Now Angel and her seven puppies are poster children for the animal-rights community, which wants the Edmonds City Council to require that animals picked up in the city, like Angel, be neutered before they are adopted.
"From Lynnwood down to Olympia, every single (public) shelter spays and neuters their animal prior to adoption," said Richard Huffman, spokesman for the Lynnwood-based Progressive Animal Welfare Society. "PAWS has been doing it since the Johnson administration."
In Edmonds, however, city animal-control officers take animals to Adix's Bed & Bath for Dogs and Cats, a private business that has contracted with Edmonds and Mountlake Terrace for the past four years. Last year, about half of the 150 animals adopted out by Adix's were neutered.
Adix's opposes the proposed ordinance, scheduled for a vote tonight, and has threatened to end its contract if the city requires neutering. Co-owner Lynn Adix said she thinks a majority of the council respects her right to operate her business without interference.
"I believe in spaying and neutering, as a private citizen,'' she said. "But I'm not a shelter ... It's not my job to dictate to the community what they can and can't do with the animals."
Adix offers no apologies for the situation with Angel, who was adopted Dec. 7. "It's never happened before. It's one of those freak things," she said.
When Adix's adopts out animals, it hands new owners an information sheet with a recommendation to take the animal to a veterinarian within 48 hours, and a list of the benefits of spaying and neutering pets. If new owners "fix" their animals, Adix's promises a free pet bath.
Angel's pregnancy would have been discovered immediately if the McCraneys had taken her to a vet, Adix said. At that point, the kennel would have taken her back, birthed the puppies and adopted them out too, she said.
Edmonds City Councilman Michael Plunkett has tried for a year to craft an ordinance acceptable to Adix and his fellow council members, who don't want to jeopardize the city's $20,400-per-year contract with the kennel.
If the city loses Adix, the only other option would be to contract with the city of Everett, which would be inconvenient for residents and more expensive.
As now written, the ordinance says animals retained by the city's animal shelter "should" be altered before adoption.
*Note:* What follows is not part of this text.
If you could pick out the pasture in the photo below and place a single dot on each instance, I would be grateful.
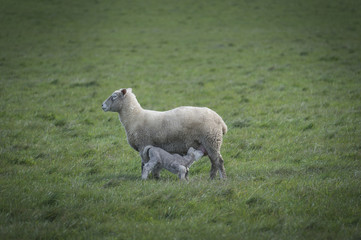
(284, 75)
It also sets up a fund to create $25 vouchers for neutering animals within the city. Seed money is to include $2,000 in city funds plus $1,000 from PAWS.
"We as a city have some responsibility to protect the health and public safety of our community," Plunkett said. "By allowing approximately 65 unaltered animals a year to be adopted out we are thereby, because of litters, putting out hundreds of animals every year into the community."
Councilwoman Deanna Dawson says, "The debate is more about how can you tell somebody how to run their private business."
Mountlake Terrace Mayor Pat Cordova said that if Edmonds changes its contract with Adix her city might follow suit.